A nuestro lado pasaban peces ángeles gigantes: unos enormes discos negros con sutiles bordes verdes en sus escamas y encajes de bolero a manera de aletas alegres... siempre en parejas moviendo sus colas a la par. Peces loro gigantescos, un pez aguja que parecía una barracuda menor, el terrible pez león y los payasos correteando por entre el coral. De pronto, saliendo un poco del litoral, sentí no controlar la situación, me alejé rápidamente del sitio en el cual estaba, se me perdió momentáneamente de vista la instructora y me dí cuenta que viajábamos en la mano de una cariñosa corriente marina que nos llevaba poderosa en un tour subacuático.
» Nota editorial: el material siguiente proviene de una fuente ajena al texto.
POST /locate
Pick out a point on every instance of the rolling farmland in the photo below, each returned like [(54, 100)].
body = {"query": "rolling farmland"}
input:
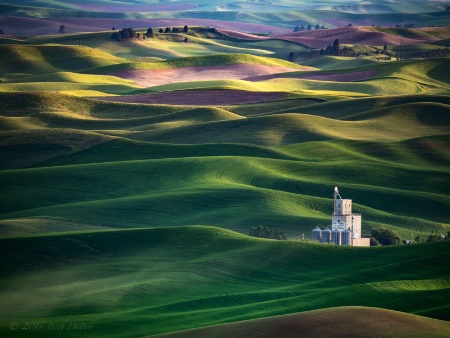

Controlar un poco el vuelo, nadar contra la corriente y parar para mirar un pez, jugar y observar la vida cotidiana de los animalitos del mar, respirar profundamente en medio del agua y volar, como si fuera un ave exótica en un aire de almíbar, en un éxtasis amniótico, como un espíritu en paz... nada me pudo preparar para verme allí, volando en el océano majestuoso, entre corales, peces de colores, caracoles y corrientes de mar; un niño despreocupado, un infantil yo interior que no tenía esperanza de volver a encontrar.